Sistah Space is one of the few Black womens organisations in London provide services specifically for black survivors of domestic violence. This Hackney-based project has been battling with the council to keep their premises and continue their work, which has become all the more urgent during the lockdown.

Sistah Space will receive £10,000 to run three projects
A research report into experiences of Black women survivors of DV and DV services in Britain.

Education and training (both for mainstream audiences and Black-community specific ones) on Black women survivors of DV and DV services in Britain.
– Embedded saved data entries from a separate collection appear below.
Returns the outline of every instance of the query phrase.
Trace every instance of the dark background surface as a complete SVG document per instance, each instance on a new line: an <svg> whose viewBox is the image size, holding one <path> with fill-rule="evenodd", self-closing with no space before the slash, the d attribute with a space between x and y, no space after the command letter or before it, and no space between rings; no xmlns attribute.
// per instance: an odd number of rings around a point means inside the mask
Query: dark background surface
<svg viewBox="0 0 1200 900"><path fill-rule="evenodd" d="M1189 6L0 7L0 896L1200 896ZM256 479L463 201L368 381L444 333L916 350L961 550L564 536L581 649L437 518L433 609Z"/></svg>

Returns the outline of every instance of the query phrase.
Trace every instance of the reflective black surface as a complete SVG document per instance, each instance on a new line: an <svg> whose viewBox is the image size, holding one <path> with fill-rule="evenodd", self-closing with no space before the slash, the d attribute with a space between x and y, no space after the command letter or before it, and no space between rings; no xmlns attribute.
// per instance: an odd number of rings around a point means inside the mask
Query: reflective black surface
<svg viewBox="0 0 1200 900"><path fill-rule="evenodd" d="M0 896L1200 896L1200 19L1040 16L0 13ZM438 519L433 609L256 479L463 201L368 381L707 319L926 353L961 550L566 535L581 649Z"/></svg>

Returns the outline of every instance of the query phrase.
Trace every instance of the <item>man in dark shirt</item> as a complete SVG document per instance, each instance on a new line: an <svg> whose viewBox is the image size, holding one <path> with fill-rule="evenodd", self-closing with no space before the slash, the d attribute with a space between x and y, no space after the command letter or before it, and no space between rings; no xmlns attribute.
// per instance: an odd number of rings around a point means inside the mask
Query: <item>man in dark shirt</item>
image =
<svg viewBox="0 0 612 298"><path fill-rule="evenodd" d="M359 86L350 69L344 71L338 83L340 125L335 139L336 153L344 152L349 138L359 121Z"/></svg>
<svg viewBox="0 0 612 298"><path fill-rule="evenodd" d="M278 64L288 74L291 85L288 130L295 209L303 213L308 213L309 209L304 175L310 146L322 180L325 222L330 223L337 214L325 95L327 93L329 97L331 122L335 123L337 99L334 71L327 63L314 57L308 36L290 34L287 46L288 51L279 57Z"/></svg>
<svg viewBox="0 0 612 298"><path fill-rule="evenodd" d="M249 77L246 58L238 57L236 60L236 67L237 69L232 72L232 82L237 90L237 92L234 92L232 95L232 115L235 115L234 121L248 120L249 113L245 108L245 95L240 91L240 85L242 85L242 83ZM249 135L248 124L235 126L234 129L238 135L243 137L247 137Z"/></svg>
You can support Sistah Space by following them on Twitter: @Sistah_Space or Instagram: @SistahSpace_

Sindicato de Manteros de Madrid (Street Vendors Union)

As part of our commitment to international solidarity, Sindicato de Manteros de Madrid is one of two Black organisations outside the UK which will receive BLM funds. Since 2006, the group has worked with African (mainly Senegalese) street vendors, many of whom are undocumented and subjected to racist state violence. The projects they run include legal support against borders/policing, advocacy and advice service for African people, defence against immigration raids and racial profiling.

Since the pandemic, the lives of African street vendors across Spain has become increasingly difficult, partly due to decrease in tourism, but also due to the crackdown on people who live and work outdoors.

The Street Vendors Union will receive £7,500 to go towards a member-run restaurant, which will provide employment, shelter and support for members during and beyond the pandemic.

The space will have two broad aims

1) Provide employment for undocumented migrants engaged in street vending, and

2) Creation of community, understood as a political space of network, alliance and political solidarity.

You can follow the groups work on Twitter, Facebook and on their website.

Tribe Named Athari (TNA)

TNA is the third of the three new organisations which emerged out of the 2020 protests that will receive funds in this first round. They are a Pan-Afrikan, anti-colonial, youth-led organisation, centred around a practice of transformative justice and community healing.

This London-based collective will receive £5000 to run three projects:

1. Care packages and Covid Relief.
2. Tutoring for Black youth
3. Renovation for a community space in North London called The Maa Maat community centre. It’s a library and a meeting space on Tottenham High street. They will be working with Justice 4 Black Lives and Black Community Rising on this project.

You can follow TNA on Twitter: @TribeNAthari Instagram: @tribenamedathari and Facebook: Tribe Named Athari

United Voices of the World (UVW)

UVW are a trade union which specialises in working with members often excluded from other unions, particularly care workers. These jobs are often subcontracted out to private companies, providing fewer rights and less job security for employees.

Most of their members are Black, migrant or other POC and they organise their members to collective challenge racist discrimination and exploitation in the workplace.

UVW will receive £15,000 to invest in two projects

1) Strike funds for two strikes, one at a nursing home, one at Catholic School.
2) Hiring a part-time Black organiser for NHS workers

You can learn more about UVW by visiting their website, or following them on Twitter: @UVWunion

United Family and Friends Campaign

UFFC is a grassroots movement for and led by the friends and families of people whose loved ones have died at the hands of police, prisons, mental health institutions and borders.

The organisation was founded by Black women, and continues to be led by Black women, although they do work with anyone whose loved one has died at the hands of the state.

UFFC is the only organisation specifically named as a partner group on our GoFundMe page as we believe them to be one of the leading groups challenging racist state violence in Britain. We therefore a working with them to run a large project for justice.

UFFC will receive £45,000 to run a Peoples Tribunal on Police Killings, a grassroots justice initiative which brings together a range of campaigns. This Peoples Tribunal will heare cases in which the state must be brought to account for taking the lives of Black and other oppressed people.